WASHINGTON — The House plans to vote today on a Republican proposal to extend the government's debt limit for three months, but conservatives were waging a last-minute effort to defeat the bill because it would not force spending cuts.
The proposal from Republican leaders would leave the $16.4 trillion borrowing limit intact but suspend it from the time the bill passes until May 18. The declaration that the debt ceiling "shall not apply" means that the government could continue borrowing to cover its obligations to creditors until then.
The measure doesn't seek spending cuts that many conservatives are demanding, but it does have strings attached: House and Senate members would forgo paychecks if Congress doesn't approve a budget by April 15. That provision is designed to force the Democratic-controlled Senate to pass a budget, something it hasn't done in four years. Sponsors said they'll still work to cut spending in other bills, and they stressed that they could always fall back on automatic spending cuts approved in 2011 but not yet implemented.

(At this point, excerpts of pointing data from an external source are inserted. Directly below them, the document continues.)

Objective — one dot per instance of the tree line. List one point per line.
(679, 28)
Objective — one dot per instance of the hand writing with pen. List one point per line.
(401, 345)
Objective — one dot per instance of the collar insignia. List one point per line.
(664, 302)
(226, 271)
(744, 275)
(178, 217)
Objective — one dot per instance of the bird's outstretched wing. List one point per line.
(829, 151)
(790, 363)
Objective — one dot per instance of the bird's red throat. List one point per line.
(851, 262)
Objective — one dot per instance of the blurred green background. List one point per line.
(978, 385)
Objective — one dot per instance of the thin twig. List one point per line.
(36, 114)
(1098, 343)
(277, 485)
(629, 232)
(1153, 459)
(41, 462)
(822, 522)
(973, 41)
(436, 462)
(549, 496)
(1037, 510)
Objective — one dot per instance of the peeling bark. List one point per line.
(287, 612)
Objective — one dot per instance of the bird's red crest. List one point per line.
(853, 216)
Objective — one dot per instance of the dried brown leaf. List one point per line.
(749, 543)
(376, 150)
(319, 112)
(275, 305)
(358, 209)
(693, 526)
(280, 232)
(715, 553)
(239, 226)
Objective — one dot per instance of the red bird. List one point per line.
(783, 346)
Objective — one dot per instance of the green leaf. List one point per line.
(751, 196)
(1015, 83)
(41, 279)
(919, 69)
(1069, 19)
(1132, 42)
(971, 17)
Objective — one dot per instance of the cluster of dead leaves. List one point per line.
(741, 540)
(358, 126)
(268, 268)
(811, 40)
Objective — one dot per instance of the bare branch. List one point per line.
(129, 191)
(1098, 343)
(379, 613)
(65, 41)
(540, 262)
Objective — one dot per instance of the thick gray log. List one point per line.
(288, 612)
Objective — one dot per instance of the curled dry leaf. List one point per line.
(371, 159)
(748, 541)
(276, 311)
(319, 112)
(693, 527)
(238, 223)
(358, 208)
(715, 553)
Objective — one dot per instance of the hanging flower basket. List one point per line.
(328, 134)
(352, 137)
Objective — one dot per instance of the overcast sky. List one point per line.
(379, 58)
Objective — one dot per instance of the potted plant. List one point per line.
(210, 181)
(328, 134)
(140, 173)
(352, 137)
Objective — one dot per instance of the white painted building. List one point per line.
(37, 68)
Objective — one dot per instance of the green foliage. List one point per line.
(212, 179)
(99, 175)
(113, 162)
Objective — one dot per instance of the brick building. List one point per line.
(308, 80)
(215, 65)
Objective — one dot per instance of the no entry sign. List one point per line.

At the White House, press secretary Jay Carney said President Barack Obama "would not stand in the way" of the short-term bill and likely would sign it if passed by the House and Senate. The administration added that a long-term solution is still preferred.
Senate Majority Leader Harry Reid, D-Nev., praised the measure as "a clean debt ceiling bill" and said that "I'm glad we're not facing crisis here in the matter of a few days."
House Republican leaders appeared confident that they would have sizable Republican support for the short-term measure, as they told the rank and file they would produce a budget that's balanced within a decade.
"Passing a short-term hike buys time for the House and Senate both to pass a budget," House Speaker John Boehner, R-Ohio, told House Republicans at a closed-door caucus.
He added that House Budget Committee Chairman Paul Ryan, R-Wis., a hero among the party's conservatives, would be "working with all of us to draft a budget by the April 15 deadline. With the right reforms in place, Paul's goal is to advance a budget that balances within a decade. I applaud that goal, and share it."
Information from the Washington Post was used in this report.